Federal Reserve Chair Janet Yellen is set to leave the helm of the central bank without hitting one of its key targets.
For five years, inflation hasn’t moved above the Fed’s 2% target, as measured by the year-on-year growth rate of core personal consumption expenditures. That’s the Fed’s preferred gauge that excludes unstable food and energy prices.
There are at least two reasons why this could be considered problematic: it hurts the credibility of the Fed’s target, and reflects weak wage growth. But it’s not a target that Jerome Powell, President Donald Trump’s nominee for chairman, would need to be too concerned about, according to Rick Rieder, BlackRock’s global chief investment officer of fixed income.
“The world always focuses on two — it’s not just the number,” Rick Rieder told Business Insider. “It’s the construct of inflation, and much of it is outside the scope of what the central bank can do,” he told Business Insider.
Rieder added that the Fed’s mandate is not 2% inflation, but price stability. That means the Fed can allow inflation to run just under 2% or even at 1% if the economy is growing, he said.
There’s a difference between good inflation and bad inflation
Fed officials expected that as more people joined the labor force, the increased demand would help lift inflation. But that relationship, characterized by the Phillip’s curve, has broken down, prompting some in the Fed including Yellen to call low inflation a mystery.

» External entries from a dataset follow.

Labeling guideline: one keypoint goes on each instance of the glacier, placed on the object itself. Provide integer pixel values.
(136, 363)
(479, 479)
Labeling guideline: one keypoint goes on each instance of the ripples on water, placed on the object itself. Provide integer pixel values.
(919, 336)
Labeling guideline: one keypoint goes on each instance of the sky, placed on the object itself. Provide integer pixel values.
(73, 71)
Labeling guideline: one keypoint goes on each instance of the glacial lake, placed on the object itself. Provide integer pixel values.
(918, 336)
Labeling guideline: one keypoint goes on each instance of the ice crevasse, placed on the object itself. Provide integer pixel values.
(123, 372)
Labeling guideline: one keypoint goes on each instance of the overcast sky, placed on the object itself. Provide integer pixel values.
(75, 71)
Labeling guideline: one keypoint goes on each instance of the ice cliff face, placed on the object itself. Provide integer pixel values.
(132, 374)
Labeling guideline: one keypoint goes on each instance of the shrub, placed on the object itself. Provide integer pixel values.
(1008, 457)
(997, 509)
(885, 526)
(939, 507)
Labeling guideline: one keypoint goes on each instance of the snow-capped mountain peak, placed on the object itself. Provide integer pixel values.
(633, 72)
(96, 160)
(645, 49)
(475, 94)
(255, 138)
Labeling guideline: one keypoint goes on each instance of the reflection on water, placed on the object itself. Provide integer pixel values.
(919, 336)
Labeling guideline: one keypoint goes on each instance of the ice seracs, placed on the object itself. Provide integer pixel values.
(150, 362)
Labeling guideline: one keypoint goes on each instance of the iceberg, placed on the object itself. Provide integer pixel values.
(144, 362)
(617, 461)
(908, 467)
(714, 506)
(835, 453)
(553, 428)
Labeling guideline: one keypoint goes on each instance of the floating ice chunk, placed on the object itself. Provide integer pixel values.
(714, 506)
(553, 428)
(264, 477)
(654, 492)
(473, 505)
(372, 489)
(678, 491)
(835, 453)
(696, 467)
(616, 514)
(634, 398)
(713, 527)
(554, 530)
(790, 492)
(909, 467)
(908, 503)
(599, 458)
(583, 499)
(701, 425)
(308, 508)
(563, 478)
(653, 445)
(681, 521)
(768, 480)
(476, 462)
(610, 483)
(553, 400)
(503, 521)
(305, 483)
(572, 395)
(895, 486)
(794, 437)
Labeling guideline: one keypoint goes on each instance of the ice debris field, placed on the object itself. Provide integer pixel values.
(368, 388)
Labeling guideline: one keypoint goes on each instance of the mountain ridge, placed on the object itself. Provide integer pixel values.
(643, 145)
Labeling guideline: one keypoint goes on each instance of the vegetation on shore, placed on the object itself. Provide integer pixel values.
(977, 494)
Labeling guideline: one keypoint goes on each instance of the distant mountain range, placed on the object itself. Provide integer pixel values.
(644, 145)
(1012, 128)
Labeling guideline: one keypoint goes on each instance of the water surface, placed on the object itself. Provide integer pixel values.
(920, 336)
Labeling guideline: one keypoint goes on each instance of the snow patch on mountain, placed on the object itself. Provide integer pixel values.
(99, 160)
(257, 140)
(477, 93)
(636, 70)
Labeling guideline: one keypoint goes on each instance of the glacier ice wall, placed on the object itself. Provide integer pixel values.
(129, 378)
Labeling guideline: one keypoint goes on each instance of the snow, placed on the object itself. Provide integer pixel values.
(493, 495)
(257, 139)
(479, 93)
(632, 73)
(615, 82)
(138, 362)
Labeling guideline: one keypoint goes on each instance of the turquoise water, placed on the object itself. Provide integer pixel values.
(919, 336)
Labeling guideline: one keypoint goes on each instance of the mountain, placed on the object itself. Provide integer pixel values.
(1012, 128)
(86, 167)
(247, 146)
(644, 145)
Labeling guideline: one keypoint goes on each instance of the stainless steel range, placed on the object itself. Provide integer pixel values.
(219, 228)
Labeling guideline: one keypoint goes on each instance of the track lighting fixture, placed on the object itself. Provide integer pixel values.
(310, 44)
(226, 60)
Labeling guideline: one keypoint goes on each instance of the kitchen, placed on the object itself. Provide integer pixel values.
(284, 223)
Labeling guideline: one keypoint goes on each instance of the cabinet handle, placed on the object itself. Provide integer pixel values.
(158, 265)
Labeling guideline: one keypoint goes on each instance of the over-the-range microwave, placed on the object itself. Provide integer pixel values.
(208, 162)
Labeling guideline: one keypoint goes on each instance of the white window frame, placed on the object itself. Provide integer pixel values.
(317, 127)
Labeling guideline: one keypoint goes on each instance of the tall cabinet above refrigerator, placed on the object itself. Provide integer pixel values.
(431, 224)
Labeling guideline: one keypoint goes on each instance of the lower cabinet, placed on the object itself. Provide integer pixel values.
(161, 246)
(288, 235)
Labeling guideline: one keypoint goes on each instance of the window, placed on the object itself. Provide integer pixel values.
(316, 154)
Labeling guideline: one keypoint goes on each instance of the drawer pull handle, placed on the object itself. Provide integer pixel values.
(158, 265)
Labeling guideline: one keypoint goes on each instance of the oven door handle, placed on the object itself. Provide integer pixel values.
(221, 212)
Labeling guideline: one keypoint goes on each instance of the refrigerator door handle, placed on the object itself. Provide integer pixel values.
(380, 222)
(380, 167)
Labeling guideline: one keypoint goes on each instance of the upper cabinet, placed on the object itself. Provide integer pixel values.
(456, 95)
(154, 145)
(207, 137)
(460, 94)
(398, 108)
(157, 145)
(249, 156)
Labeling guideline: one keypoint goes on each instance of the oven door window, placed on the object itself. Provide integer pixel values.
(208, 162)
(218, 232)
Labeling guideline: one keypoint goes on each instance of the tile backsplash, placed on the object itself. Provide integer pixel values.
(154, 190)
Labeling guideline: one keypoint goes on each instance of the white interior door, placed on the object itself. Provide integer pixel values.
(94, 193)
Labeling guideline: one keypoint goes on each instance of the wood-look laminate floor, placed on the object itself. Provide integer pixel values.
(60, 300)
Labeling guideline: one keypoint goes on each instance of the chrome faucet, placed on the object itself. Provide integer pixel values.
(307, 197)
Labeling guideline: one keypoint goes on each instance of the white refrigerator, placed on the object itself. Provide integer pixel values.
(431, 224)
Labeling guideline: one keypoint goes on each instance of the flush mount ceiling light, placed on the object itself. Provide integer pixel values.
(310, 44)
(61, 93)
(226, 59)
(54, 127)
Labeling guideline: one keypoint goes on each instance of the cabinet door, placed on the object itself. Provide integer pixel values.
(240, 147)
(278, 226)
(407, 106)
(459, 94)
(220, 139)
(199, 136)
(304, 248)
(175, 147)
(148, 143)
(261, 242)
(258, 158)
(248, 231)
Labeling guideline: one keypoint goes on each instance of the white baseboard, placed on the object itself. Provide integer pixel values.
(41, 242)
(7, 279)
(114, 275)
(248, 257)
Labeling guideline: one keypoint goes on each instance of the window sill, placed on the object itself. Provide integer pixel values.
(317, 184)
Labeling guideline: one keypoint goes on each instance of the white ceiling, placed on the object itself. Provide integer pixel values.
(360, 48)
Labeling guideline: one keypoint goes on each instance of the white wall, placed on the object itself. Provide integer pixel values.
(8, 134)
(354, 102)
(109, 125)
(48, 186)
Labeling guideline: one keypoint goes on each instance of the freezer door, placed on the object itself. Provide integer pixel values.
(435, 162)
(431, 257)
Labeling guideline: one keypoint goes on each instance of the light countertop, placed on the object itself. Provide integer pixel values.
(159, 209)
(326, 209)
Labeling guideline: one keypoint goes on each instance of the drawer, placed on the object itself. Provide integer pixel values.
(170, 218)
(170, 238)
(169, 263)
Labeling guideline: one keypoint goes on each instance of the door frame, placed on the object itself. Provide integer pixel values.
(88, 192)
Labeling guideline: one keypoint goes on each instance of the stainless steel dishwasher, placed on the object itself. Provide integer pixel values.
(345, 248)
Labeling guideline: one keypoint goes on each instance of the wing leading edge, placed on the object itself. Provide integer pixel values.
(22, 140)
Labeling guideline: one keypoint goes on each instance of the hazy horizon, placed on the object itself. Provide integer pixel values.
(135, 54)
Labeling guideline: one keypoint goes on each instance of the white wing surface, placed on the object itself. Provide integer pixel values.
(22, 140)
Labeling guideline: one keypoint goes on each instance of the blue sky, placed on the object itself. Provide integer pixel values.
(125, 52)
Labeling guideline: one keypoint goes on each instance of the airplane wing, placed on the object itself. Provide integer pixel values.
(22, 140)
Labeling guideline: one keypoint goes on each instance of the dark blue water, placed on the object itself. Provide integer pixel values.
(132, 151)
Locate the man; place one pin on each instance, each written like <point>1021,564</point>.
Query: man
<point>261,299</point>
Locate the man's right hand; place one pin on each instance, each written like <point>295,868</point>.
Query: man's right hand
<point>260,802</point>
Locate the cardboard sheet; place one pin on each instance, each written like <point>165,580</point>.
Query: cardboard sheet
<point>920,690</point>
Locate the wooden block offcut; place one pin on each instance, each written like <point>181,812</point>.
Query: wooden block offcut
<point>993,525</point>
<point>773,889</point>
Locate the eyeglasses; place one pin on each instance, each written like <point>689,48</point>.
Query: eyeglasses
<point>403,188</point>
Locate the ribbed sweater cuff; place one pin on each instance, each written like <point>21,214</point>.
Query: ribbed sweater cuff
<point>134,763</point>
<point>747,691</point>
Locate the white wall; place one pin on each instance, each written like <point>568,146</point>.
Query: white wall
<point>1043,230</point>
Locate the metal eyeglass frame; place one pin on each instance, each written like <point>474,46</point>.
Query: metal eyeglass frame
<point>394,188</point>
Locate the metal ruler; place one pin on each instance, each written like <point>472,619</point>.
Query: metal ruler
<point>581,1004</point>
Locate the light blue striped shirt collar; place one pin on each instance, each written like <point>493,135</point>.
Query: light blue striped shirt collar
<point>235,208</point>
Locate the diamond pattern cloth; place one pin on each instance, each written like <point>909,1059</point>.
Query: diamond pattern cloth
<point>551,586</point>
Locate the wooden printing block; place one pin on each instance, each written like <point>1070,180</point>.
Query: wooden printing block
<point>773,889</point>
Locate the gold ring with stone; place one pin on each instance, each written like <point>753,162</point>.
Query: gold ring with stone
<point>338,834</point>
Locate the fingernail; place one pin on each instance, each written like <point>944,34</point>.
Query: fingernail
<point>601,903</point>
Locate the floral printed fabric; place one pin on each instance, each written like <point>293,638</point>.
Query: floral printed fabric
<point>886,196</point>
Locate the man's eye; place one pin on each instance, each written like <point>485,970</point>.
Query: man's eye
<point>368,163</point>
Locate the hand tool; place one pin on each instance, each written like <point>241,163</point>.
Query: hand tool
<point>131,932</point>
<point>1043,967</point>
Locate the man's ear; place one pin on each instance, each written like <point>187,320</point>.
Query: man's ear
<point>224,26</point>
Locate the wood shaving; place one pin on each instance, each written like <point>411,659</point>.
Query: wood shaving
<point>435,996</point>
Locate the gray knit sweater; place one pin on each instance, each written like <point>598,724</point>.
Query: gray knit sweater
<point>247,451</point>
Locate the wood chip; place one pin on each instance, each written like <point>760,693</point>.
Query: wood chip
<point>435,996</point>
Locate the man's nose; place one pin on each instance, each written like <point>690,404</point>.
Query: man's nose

They’ve also noted that better technology is one secular reason why inflation is low.
Cheaper cellphone service and gas are among some of the factors they consider temporary. These consumables are examples of items Rieder groups together as being part of bad inflation. People in the lowest quintiles of income distribution spend a larger share of their incomes on them, and benefit when they’re cheaper.
“If bad inflation is staying down, that is actually great for the consumer, and it’s great for consumption,” Rieder said.
Good inflation, on the other hand, reflects price increases that are spurred by a strengthening economy and labor market. They, in turn, can drive further improvement and include medical care and housing.
“To try and create 2% [inflation] is actually going to hurt the economy through consumption, and particularly lower-to-middle income parts of the pocket where that inflation, particularly bad inflation, can really hurt,” Rieder said.
Powell, for his part, is unlikely to overstress about low inflation. In public comments this year, he said it was important for the Fed to show commitment to its 2% objective. But low inflation also allowed the Fed to raise interest rates slowly.
Fed officials have said that fiscal stimulus, which includes tax cuts, represent an upside risk to the economy that could accelerate inflation. But according to Alessio de Longis, a portfolio manager at OppenheimerFunds, there’s not much chance of inflation suddenly getting “out of control.”
“If you look into history, inflation is a gradual economic process and it really got out of control only in the ’70s. Those two episodes of oil shocks represented an anomaly compared to the long-term history.”